Первою из них, по еще не остывшим следам мужа, бросилась в Сибирь княгиня Екатерина Ивановна Трубецкая. Отец ее, граф Лаваль, французский эмигрант, начал свою деятельность в России учителем в морском корпусе. Он очень понравился младшей дочери статс-секретаря Козицкого. Мать ее, однако, никак не соглашалась на брак. Смелая девушка опустила жалобу на мать в особый жалобный ящик, который приказал поставить Павел I. Прочитав жалобу, Павел потребовал объяснений. Козицкая – наследница несметных миллионов купцов Мясниковых и Твердышевых, – уже выдавшая старшую дочь за обершенка князя Белосельского-Белозерского, объяснила: 1 – Лаваль не нашей веры, 2 – никто не знает, откуда он и 3 – чин у него небольшой. Сейчас же последовала резолюция его величества: 1 – он христианин, 2 – Я его знаю и 3 – для Козицкой чин его вполне достаточен, а посему: обвенчать. Несмотря на то, что повеление это последовало накануне постного дня, оно было тотчас же приведено в исполнение. Екатерина Ивановна была дочерью храброй девицы. Отец дал ей в провожатые своего секретаря. В Красноярске уже у нее сломалась карета, а ее провожатый заболел. Она пересела в тарантас и только вдвоем с прислугой пустилась в те сибирские просторы, которые наводят ужас даже на карте. Но ей оставалось до Нерчинской каторги уже только 700 верст. Она обратилась к губернатору, Б.И. Цейдлеру, чтобы получить у него некоторые справки, и, если можно, то провожатого. Тот уже получил из Петербурга приказание всячески тормозить проезд жен «государственных преступников»…

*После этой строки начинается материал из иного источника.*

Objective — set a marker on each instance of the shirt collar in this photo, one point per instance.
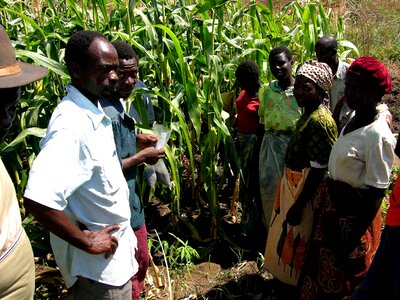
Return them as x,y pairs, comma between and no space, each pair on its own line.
95,113
342,70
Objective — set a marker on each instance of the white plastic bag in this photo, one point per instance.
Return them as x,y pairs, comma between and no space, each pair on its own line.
159,170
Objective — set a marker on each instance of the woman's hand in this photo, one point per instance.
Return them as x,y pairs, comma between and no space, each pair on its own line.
295,214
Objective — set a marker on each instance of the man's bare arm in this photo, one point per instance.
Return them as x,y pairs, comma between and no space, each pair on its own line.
93,242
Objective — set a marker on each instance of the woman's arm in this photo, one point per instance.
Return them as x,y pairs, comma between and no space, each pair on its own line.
314,178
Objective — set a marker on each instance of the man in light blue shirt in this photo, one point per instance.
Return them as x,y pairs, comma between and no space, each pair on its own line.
76,187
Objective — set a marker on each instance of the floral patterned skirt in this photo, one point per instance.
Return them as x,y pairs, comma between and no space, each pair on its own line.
342,244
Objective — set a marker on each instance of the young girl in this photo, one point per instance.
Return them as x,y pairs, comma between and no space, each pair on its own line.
248,126
279,113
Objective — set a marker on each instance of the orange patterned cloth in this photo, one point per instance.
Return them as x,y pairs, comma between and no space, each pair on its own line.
286,244
341,246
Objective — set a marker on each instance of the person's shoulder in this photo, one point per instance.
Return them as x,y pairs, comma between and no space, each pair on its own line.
140,84
322,117
111,107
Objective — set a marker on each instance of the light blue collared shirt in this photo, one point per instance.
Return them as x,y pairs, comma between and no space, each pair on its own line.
78,171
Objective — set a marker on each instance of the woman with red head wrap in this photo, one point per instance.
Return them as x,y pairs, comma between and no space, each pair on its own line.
347,222
383,278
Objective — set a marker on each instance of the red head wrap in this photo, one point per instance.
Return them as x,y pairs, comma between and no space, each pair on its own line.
373,71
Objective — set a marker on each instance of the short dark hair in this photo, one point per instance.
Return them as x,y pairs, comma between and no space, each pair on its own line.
78,45
124,50
248,76
328,42
279,50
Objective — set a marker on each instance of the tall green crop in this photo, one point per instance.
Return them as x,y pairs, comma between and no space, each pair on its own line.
189,52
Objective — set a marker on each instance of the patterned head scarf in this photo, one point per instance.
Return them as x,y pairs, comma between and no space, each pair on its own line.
318,72
373,71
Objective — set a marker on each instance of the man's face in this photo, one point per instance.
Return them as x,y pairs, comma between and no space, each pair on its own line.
128,70
326,54
305,91
9,99
99,78
281,66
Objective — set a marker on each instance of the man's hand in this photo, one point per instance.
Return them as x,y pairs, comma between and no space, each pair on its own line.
102,241
151,155
144,140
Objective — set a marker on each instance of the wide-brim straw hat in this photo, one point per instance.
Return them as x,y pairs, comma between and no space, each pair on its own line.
15,73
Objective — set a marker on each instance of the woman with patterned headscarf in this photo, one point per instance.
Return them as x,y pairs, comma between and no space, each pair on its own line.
347,222
306,162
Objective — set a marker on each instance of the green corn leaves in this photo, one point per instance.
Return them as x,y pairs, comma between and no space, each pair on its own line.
188,55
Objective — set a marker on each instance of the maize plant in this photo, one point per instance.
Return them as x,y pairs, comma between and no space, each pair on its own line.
189,52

– Конечно, я готов всячески содействовать вам, княгиня, – сказал старик. – Но я весьма рекомендовал бы вам еще и еще обдумать ваш шаг… Вы не знаете, на что вы идете… Ведь там сосредоточено до пяти тысяч каторжников, то есть людей, у которых нет ni foi, ni loi[92]92
Ни веры, ни закона (фр.).
[Закрыть], и вам придется жить в одной казарме с ними, в грязи, в насекомых, без всяких удобств, без прислуги…
Некрасивая, лобастая, полная княгиня просияла.

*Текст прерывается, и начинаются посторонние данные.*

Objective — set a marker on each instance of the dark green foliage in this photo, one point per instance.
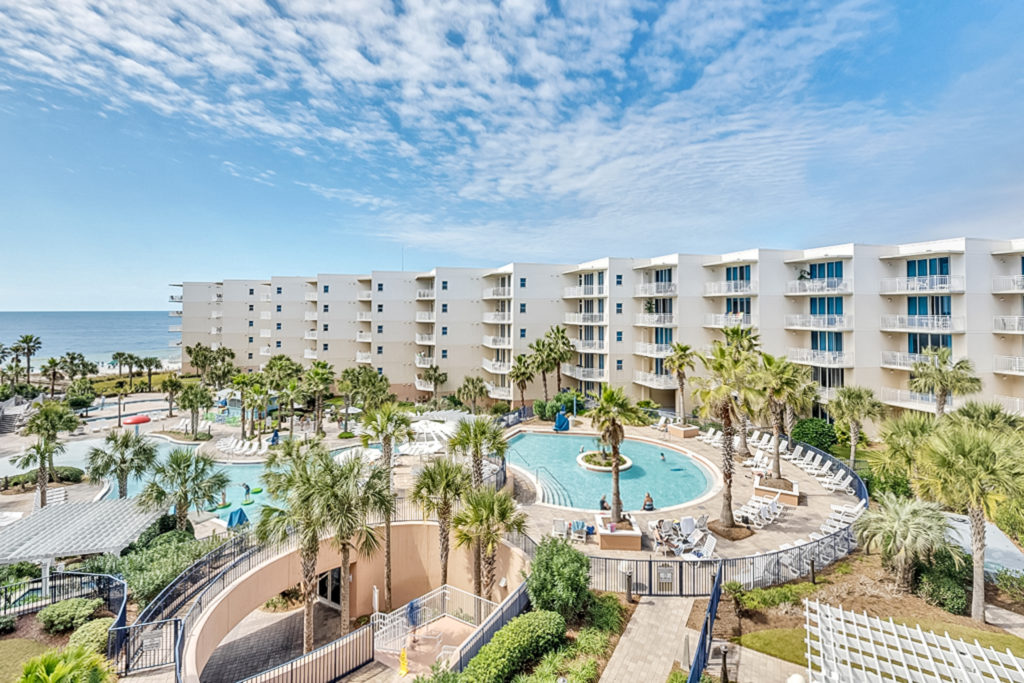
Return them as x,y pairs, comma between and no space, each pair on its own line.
816,432
559,579
518,643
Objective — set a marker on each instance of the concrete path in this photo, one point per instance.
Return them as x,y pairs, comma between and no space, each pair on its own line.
654,638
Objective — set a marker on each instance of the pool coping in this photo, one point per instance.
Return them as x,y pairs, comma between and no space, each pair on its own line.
718,482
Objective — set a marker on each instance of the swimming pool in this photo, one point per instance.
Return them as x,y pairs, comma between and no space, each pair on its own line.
552,460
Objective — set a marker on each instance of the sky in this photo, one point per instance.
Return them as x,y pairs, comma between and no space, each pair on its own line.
148,143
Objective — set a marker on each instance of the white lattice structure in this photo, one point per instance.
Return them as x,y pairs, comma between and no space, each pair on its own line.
844,646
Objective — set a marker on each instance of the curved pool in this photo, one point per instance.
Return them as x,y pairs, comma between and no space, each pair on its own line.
551,459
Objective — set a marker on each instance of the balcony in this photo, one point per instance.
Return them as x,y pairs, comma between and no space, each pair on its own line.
498,316
1006,284
922,285
497,342
730,288
496,367
1009,365
1011,324
819,322
652,350
654,319
922,324
497,293
584,291
655,380
586,318
809,356
585,374
818,286
655,289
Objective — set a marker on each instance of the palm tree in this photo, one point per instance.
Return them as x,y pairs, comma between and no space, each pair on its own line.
521,374
126,455
938,375
853,406
907,530
485,518
388,424
438,487
295,480
973,469
185,479
609,417
682,358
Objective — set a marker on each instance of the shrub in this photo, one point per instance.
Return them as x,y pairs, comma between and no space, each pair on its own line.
559,579
518,643
92,635
69,614
816,432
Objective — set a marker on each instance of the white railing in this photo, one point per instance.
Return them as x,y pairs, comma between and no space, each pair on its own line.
923,323
654,319
655,380
922,284
819,322
652,350
810,356
654,289
1007,284
730,287
819,286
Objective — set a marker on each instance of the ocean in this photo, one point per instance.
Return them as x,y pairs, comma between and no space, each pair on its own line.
95,334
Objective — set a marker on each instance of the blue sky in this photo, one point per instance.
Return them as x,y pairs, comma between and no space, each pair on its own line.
184,139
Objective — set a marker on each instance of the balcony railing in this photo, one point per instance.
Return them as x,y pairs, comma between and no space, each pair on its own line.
584,291
655,380
496,367
654,319
652,350
819,286
923,323
923,284
655,289
730,287
803,322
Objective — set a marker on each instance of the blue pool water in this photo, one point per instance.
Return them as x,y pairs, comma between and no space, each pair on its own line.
552,458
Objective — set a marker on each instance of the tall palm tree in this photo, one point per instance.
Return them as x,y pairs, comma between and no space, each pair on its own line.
294,479
387,425
125,455
437,489
184,479
683,357
853,406
907,530
521,374
609,417
938,375
973,469
485,518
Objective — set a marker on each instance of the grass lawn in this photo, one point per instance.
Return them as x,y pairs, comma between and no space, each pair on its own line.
14,652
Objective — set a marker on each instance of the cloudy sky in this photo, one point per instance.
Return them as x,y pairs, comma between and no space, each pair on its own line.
143,143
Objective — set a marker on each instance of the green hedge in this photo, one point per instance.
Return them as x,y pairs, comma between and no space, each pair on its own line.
515,646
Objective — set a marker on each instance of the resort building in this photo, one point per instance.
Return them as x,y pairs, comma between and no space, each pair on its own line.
855,313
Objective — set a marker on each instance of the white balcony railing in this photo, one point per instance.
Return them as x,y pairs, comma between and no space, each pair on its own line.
496,367
730,287
654,289
652,350
655,380
923,323
654,319
810,356
803,322
819,286
923,284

– Благодарю вас, генерал, – своим приятным голосом сказала она. – Но я взвесила уже все и на все готова…
– Хорошо-с… – с удрученным видом сказал губернатор. – В таком случае пожалуйте завтра: я должен навести некоторые предварительные справки в законе. Вы понимаете, что такой случай, как ваш, администраторам приходится решать не часто…
– Так я приду завтра, – сказала она. – Я прошу вас только об одном, генерал: дайте мне возможность скорее выехать на место…

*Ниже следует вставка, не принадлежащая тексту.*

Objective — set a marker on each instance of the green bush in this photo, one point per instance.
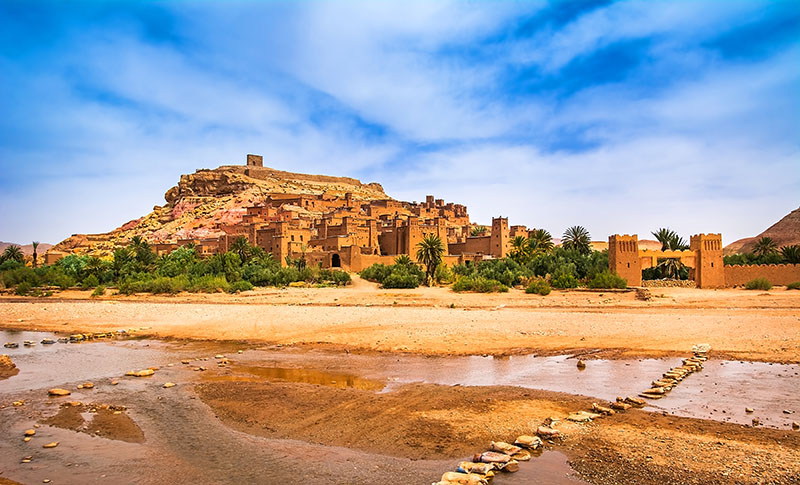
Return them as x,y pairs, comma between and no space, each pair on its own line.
23,288
443,275
240,285
758,284
538,286
89,282
606,280
564,281
479,284
377,272
209,284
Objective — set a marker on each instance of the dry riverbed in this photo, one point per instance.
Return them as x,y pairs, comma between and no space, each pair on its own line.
328,389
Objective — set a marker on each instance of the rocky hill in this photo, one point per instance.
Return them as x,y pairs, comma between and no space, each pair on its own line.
27,249
206,199
785,232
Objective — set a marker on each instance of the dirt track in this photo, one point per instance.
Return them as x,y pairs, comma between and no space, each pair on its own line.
738,324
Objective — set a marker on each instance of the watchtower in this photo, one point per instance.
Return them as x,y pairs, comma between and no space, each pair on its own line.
623,258
255,160
500,239
709,267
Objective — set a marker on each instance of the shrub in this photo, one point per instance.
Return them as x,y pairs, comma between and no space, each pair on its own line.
89,282
606,280
443,274
240,285
401,278
538,286
479,284
340,277
23,288
564,281
209,284
377,272
758,284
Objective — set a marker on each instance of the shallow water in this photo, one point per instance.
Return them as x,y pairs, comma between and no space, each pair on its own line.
719,392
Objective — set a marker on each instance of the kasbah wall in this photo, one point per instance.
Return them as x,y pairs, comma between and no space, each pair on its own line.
704,258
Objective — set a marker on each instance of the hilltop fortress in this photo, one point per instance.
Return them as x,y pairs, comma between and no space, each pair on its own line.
336,222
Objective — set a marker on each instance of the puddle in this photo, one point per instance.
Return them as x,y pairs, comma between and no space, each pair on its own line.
720,392
549,467
306,376
727,386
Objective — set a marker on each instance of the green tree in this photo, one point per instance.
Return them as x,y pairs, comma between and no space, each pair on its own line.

– Сделаю все, что в моих силах, княгиня.
Но, когда на следующее утро княгиня снова явилась в его приемной, генерал, хмуря свои густые брови и стараясь не смотреть на нее, угрюмо сказал:
– Увы, закон неумолим, княгиня! Прежде чем выпустить вас отсюда к кня… к вашему супругу, – поправился он, – я должен буду предложить вам подписать вот эту бумагу…
Княгиня быстро взяла лист, который он протягивал ей, и стала читать. Это была подписка в том, что она добровольно отказывается от своего княжеского титула и от всякого имущества, – а оно у Трубецких было огромно – не только того, которым она владела теперь, но и того, которое могла потом получить по наследству.
– Хорошо. Я согласна… – сказала она. – Вы можете дать мне перо?
Губернатор молча указал на столик, на котором стояла канцелярская чернильница, и княгиня, склонившись, подписала отречение.
– Пожалуйста… – сказала она. – Значит, теперь я могу ехать?
– Извольте-с… – пожал тот сумрачно плечами. – Я сейчас же прикажу заготовить вам подорожную и вообще все необходимые бумаги, а вы будьте любезны зайти завтра…
– Благодарю вас, генерал…
Она вышла, а губернатор, хмуря седые брови и потирая поясницу, тяжело прошел в свой кабинет, долго, насупившись, стоял у своего рабочего стола, а затем вздохнул, медленно разорвал на мелкие клочки бумагу, подписанную княгиней, и бросил ее в корзину.
Но когда княгиня пришла опять на следующее утро, ее встретил адъютант губернатора, молодой офицер с претензиями на столичный лоск и с запахом помады.
– Извините, ваше сиятельство, – склонился он, – но его превосходительство болен и не может принять вас…
– Ах, Боже мой!.. – сразу затуманилась княгиня. – Но, может быть, генерал найдет возможным… Ведь только одной его подписи недостает, кажется…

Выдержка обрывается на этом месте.